If you’ve recently embarked on the journey of running your own business, congratulations! While it’s undoubtedly an exciting venture, it comes with certain responsibilities, one of which is filing your tax return. In this article, we’ll delve into your responsibilities under self-assessment, the crucial filing deadlines for tax returns, and the implications of submitting a late or incorrect return.
Notify HMRC of Your Chargeability
First and foremost, as a business owner, you have an obligation to notify Her Majesty’s Revenue and Customs (HMRC) that you are liable for income tax. To avoid potential penalties, make sure to notify HMRC by October 5th following the end of the tax year. For instance, if you’re looking at the tax year 2022/23, the notification deadline is October 5, 2023.
Penalties for Late Notification
If you fail to notify HMRC by the specified deadline, you may become liable for a penalty. The penalty amount depends on the circumstances leading to the late notification and is calculated as a percentage of the unpaid income tax (including Class 4 National Insurance contributions) as of January 31st following the tax year. The exact penalty varies based on the level of disclosure to HMRC.
- Deliberate and Concealed Failure: 30% to 100% of the unpaid amount
- Deliberate but Not Concealed Failure: 20% to 70%
- Any Other Case: 0% to 30%
Filing Your Tax Return
Once you’ve notified HMRC of your chargeability, they will send you a notice to file a tax return for the relevant tax year, such as 2022/23. The deadline for returning the completed tax form depends on whether you choose to submit a paper return or an online return.
For those opting for an online return, you must submit it by January 31st following the end of the tax year. However, this deadline could be extended if HMRC delays issuing the notice to file a return. In such cases, the deadline becomes three months from the notice issue date. With an online return, HMRC will automatically calculate your tax liability.

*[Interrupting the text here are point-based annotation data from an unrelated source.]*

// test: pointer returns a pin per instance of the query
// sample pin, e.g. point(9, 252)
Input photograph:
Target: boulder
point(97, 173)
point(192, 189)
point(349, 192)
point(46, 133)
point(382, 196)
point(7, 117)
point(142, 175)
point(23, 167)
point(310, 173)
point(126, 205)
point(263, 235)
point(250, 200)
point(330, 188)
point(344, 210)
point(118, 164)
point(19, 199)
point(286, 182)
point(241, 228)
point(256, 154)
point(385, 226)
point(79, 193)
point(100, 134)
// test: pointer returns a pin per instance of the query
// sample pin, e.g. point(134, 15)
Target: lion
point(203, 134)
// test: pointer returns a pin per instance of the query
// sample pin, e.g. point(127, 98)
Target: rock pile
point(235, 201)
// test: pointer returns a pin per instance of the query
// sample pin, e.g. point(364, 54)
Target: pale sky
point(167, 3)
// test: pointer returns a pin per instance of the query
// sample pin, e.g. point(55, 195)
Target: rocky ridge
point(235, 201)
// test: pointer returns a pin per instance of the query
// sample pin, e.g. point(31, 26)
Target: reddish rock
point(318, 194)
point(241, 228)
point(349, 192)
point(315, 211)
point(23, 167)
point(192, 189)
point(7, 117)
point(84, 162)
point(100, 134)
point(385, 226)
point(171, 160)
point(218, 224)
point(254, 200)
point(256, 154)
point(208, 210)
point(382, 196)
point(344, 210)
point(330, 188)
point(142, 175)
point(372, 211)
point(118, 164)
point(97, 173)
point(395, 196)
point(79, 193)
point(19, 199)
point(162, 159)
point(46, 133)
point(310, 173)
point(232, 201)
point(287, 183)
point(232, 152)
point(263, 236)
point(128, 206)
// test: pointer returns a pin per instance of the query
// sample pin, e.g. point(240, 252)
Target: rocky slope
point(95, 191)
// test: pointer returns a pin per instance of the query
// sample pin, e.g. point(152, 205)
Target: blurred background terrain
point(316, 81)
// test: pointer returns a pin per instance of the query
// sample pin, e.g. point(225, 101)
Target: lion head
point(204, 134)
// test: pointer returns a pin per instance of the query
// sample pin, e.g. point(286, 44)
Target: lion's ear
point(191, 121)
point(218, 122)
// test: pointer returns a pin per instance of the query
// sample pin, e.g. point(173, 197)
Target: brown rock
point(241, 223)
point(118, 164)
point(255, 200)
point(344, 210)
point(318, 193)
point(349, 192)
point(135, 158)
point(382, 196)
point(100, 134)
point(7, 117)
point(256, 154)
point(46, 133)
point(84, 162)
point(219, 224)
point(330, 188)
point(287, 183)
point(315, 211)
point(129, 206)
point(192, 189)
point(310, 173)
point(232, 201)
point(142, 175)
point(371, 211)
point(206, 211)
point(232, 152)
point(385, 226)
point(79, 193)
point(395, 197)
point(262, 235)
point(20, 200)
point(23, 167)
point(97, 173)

If you prefer a paper return, you should submit it by the 31st of October 2023. As with online returns, the deadline may be extended if HMRC delays the notice to file a return, in which case you have three months from the notice issue date. If you don’t want to calculate your tax liability yourself, HMRC will take care of it for you.
Submitting your tax return after the deadline incurs penalties:
- Automatic Fixed Penalty: £100 for late filing
- Daily Penalties for being at least 3 Months late: £10 per day, up to a maximum of 90 days
- Submission More Than Six Months Late: An additional penalty of 5% of the tax liability or £300 if greater
- Submission More Than 12 Months Late: The above penalty is repeated.
If you deliberately withhold but do not conceal information that could help HMRC assess the tax liability, the maximum penalty increases to 70% of the tax liability (or £300 if greater). In cases where the withholding of information is deliberate and concealed, the maximum penalty is 100% of the tax liability (or £300 if greater).
If your tax return is found to be incorrect, a penalty may be imposed, depending on the circumstances and level of disclosure:
- No Penalty: If you’ve taken reasonable care in preparing the return
- 0% to 30% Penalty: If you fail to take reasonable care
- 20% to 70% Penalty: Deliberate error but not concealed
- 30% to 100% Penalty: Deliberate and concealed error
In conclusion, understanding your responsibilities under self-assessment and meeting the filing deadlines is vital for smooth tax compliance. Always strive for accuracy and timely submissions to avoid unnecessary penalties. Remember that professional assistance from an accountant or tax expert can be invaluable in navigating the intricacies of tax returns and ensuring compliance with the HMRC guidelines.